"The Shady Trick Justice Scalia Plans To Use To Inject Even More Big Money Into Elections"
WASHINGTON, DC — The Supreme Court’s consideration Tuesday of a bid by the Republican National Committee to make it easier for wealthy individuals to influence elections fixated on a series of related hypotheticals, all involving schemes enabling the very rich to lavish money on their favorite party or candidates. In Justice Elena Kagan’s version, activists set up literally hundreds of shell organizations, each of which promises to work to elect like-minded candidates in the five most contested U.S. Senate races. A donor then makes a maximum-dollar donation to each of these shell groups, effectively laundering hundreds of thousands of dollars to each of these five grateful candidates. Thus, although federal law bans massive dollar donations to individual candidates in order to prevent corruption, Kagan’s hypothetical offers a way around that law.
And if the Supreme Court gives the GOP what it is asking for, this money laundering scheme will almost certainly be legal.
The specific issue in McCutcheon v. Federal Election Commission (a businessman named Shaun McCutcheon is also a plaintiff in the case, along with the RNC) is whether two limits on how much money wealthy individuals can give to parties and candidates will survive contact with the conservative Roberts Court. Current law limits the amount rich donors can give to individual candidates (currently, $2,600) as well as the amount that they can give to party organizations. Additionally, the law also limits how much the wealthy can give altogether to all candidates and to all party groups. Presently, these limits are $48,600 to candidates and $74,600 to PACs and party committees — for a total cap of $123,200. McCutcheon and the RNC challenge these final two caps. So they want people who have already given more than a hundred thousand dollars to Republican candidates and to GOP groups to be allowed to donate even more.
In the past, less conservative Supreme Courts have allowed these caps to exist, citing the government’s interest in preventing corruption. As Kagan’s hypothetical suggests, it is very easy to launder money from PACs or party organizations to benefit individual candidates. So, without these limits, quid pro quo deals where a donor launders hundreds of thousands of dollars to aide a single candidate in return for some policy consideration will be very easy to strike.

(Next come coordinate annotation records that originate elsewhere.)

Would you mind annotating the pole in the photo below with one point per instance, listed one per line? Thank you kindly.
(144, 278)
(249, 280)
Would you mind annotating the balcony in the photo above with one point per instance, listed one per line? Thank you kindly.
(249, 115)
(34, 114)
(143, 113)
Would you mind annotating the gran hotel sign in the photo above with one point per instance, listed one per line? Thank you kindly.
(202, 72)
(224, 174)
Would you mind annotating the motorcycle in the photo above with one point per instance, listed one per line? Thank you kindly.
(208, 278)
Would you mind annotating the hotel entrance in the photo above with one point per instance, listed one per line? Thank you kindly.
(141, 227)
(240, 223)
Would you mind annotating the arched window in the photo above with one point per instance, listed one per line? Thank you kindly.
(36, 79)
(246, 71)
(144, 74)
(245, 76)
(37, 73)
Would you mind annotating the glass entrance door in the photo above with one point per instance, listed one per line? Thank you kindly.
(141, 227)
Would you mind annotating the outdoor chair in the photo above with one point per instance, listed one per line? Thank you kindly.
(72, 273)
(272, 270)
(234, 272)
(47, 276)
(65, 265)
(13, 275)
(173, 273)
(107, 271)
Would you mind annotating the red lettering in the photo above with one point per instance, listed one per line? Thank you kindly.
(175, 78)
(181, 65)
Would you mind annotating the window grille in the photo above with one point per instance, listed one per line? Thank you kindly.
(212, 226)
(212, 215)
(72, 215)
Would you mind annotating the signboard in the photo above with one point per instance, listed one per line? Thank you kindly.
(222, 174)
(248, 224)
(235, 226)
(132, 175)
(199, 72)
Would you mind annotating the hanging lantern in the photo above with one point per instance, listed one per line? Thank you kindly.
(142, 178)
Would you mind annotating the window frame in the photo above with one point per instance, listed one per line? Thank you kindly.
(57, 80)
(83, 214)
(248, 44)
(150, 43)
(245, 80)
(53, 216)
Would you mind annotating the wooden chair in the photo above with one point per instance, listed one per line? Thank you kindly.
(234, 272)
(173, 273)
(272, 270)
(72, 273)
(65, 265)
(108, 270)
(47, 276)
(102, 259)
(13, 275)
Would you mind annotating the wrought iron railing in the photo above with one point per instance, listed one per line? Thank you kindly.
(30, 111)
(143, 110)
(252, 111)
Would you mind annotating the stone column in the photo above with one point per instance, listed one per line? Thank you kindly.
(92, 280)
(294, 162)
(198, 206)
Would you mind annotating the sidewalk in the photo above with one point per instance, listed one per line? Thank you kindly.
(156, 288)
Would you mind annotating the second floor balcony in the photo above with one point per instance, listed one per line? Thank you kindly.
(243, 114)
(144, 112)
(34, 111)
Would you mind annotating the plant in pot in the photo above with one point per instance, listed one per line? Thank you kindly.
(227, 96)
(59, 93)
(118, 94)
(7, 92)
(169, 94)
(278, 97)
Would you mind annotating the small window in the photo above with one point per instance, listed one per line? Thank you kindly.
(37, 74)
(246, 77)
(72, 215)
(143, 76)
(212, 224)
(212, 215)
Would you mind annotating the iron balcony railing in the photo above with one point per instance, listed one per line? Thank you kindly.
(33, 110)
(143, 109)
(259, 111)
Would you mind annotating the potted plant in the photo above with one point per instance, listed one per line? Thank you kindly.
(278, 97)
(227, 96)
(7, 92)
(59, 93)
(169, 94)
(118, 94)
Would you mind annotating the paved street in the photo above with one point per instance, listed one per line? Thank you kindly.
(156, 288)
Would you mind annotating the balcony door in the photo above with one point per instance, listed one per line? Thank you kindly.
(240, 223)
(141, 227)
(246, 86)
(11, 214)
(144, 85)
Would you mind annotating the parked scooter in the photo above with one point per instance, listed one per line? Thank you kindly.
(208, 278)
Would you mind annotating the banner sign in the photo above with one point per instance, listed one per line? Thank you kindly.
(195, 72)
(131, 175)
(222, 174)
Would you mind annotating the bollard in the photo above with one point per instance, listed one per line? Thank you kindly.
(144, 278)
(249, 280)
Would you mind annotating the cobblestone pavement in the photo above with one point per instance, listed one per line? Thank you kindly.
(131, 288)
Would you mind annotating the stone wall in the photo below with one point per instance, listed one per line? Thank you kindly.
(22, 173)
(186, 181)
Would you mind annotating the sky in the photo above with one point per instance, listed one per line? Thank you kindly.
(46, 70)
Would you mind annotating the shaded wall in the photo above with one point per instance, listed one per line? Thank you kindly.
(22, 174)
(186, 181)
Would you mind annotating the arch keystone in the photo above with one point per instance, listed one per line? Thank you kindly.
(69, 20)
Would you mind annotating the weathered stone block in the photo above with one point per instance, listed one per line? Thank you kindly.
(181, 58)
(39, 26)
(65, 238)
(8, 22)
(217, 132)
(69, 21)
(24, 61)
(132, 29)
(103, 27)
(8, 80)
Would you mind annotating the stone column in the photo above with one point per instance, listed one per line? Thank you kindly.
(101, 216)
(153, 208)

Yet, as Justice Antonin Scalia eagerly points out, there’s a problem with this rationale. Thanks to the five Republican justices’ decision in Citizens United, there’s now a much easier — and perfectly legal way — for millionaires and billionaires to do expensive favors for candidates. Though massive gifts directly to candidates and parties remain illegal after Citizens United, wealthy donors can give as much money as they want to Super PACs and other so-called “independent” organizations backing one candidate or another. If Sheldon Adelson can already spend $150 million to put his favorite Republican candidates in office, what’s so bad about him laundering some of that money to these candidates in the way Justice Kagan laid out?
It’s a neat trick. First Scalia, along with his four fellow Republicans, sign onto a Supreme Court opinion holding that “independent expenditures, including those made by corporations, do not give rise to corruption or the appearance of corruption.” Having enshrined this doubtful proposition into law, Scalia now points out that money given directly to parties isn’t any more corrupting that money given to super PACs. And Scalia is right! Is there anyone who thinks that Republican candidates are somehow less likely to do favors to Sheldon Adelson if he funnels his money through an “independent” organization rather than through a hundred Republican shell groups?
As it turns out, there may be exactly one person who believes this. Throughout the oral argument, Chief Justice John Roberts seemed equally bothered by hypotheticals like Kagan’s and by the fact that Mr. McCutcheon doesn’t actually claim that he wants to become the next Sheldon Adelson. McCutcheon, by contrast, wants to be able to give thousands — not hundreds of thousands — more than he currently can to GOP candidates, and he’s upset that the current law will not let him. Many of Roberts’ questions focused on whether there’s a way to prevent people like Adelson from doling out millions to the GOP while still permitting McCutcheon to spend tens of thousands.
As a practical matter, however, it may not make a difference that Roberts staked out a position slightly to Scalia’s left. If Roberts writes an opinion striking down the current donation limits but inviting Congress to enact higher ones, for example, it is unlikely that Congress takes him up on this invitation any time soon. This is, after all, the same Congress that is currently debating whether or not to destroy the American economy by refusing to raise the debt ceiling.
Roberts’ own history also raises doubts about whether he’ll ultimately break with Scalia. In 2009, Roberts initially staked out a more moderate position than the Court eventually reached in Citizens United. Eventually, however the Chief Justice bowed to the Court’s right-wing like John Boehner at a tea party convention.
If Scalia gets his way in McCutcheon, it’s not hard to guess what comes next. If the distinction between quid pro quo contributions funneled through super PACs and similar contributions laundered through party organizations makes no sense, then a requirement that such contributions be made via elaborate money laundering schemes rather than through direct donations to candidates is also nonsensical. Scalia’s path is the path to campaign finance anarchy, and it ends with Sheldon Adelson writing massive checks directly to Republican candidates.